Monday, April 11, 2011

Tobruk - Easter 1941 - ...first to quail...went agley...

Chapter 4 – At Bay – The Easter Battle

The battle had reached its crisis. The penetration had not yet been contained, but the assault had been turned. To "A/E" Battery must go the main credit. For 45 minutes they had contested the seemingly relentless enemy advance, standing to their guns and proving themselves more steadfast than their enemy; the German tank crews were first to quail.

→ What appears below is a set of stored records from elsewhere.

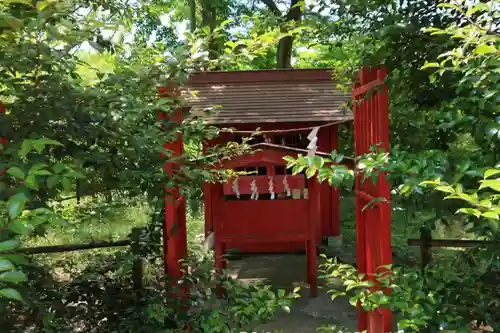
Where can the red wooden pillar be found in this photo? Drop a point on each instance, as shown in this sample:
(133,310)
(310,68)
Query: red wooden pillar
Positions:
(326,190)
(373,222)
(335,192)
(174,228)
(3,141)
(315,216)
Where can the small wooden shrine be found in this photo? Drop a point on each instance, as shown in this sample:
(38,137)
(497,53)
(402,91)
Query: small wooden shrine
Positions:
(285,105)
(272,210)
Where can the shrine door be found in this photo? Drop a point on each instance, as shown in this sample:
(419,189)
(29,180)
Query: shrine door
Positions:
(373,212)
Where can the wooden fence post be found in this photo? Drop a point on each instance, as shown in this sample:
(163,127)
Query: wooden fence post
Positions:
(138,265)
(425,247)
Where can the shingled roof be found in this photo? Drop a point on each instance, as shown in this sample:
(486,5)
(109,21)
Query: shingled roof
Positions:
(267,96)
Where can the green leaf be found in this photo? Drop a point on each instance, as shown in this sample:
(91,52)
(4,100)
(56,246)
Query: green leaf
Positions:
(67,184)
(52,181)
(59,167)
(430,65)
(491,172)
(16,204)
(11,294)
(493,184)
(16,259)
(6,265)
(25,148)
(13,277)
(310,172)
(16,172)
(31,182)
(485,49)
(9,245)
(446,189)
(490,215)
(43,173)
(476,8)
(22,227)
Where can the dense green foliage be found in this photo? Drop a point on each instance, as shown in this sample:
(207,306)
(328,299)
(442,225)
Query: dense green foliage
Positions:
(79,83)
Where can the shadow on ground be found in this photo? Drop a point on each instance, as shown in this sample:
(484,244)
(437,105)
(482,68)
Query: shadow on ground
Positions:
(287,271)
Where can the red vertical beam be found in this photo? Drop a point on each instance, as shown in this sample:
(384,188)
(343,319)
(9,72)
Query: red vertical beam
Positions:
(174,228)
(219,246)
(207,200)
(324,145)
(3,141)
(359,148)
(314,227)
(335,192)
(383,186)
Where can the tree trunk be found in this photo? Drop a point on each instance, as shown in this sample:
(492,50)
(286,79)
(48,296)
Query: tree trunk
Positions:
(209,19)
(192,15)
(285,44)
(284,53)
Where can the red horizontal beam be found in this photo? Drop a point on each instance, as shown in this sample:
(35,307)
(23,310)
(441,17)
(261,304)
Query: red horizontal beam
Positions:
(367,87)
(260,238)
(262,183)
(368,198)
(450,242)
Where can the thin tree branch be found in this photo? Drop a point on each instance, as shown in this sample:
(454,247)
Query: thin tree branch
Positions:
(272,6)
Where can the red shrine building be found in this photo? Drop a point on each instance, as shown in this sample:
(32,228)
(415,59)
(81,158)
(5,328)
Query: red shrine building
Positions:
(285,105)
(268,209)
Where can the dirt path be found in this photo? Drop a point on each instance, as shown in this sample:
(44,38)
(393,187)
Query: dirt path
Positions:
(307,314)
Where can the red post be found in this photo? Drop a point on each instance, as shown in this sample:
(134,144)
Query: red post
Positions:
(373,224)
(174,228)
(335,201)
(3,141)
(315,227)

The prime causes of failure were the Germans' and Rommel's over-confidence and their under-estimation of the strength of the defence. A battle plan based on the false assumption, drawn from European experience, that opposition would collapse when the tanks broke through the perimeter went agley when that did not occur. Both senior and junior commanders lost their nerve, the force its cohesion.

But the victory belonged in the main to the gunners who had fought it out with the German tanks, to the Bren gunners and machine-gunners in the posts who had not been intimidated or subdued and to the patrolmen whose bayonet charges had dislodged the enemy infantry before they could consolidate. One may accept the summing up by the diarist of "B/O" Battery: The two outstanding features of the battle were:

(i) "A/E"Battery's tank shoot, which finally stopped the tanks.

(ii) The infantry in "D"Company remaining in their positions completely unperturbed by the tanks and then attacking the ensuing infantry, together with an excellent counter-attack by "B" Company.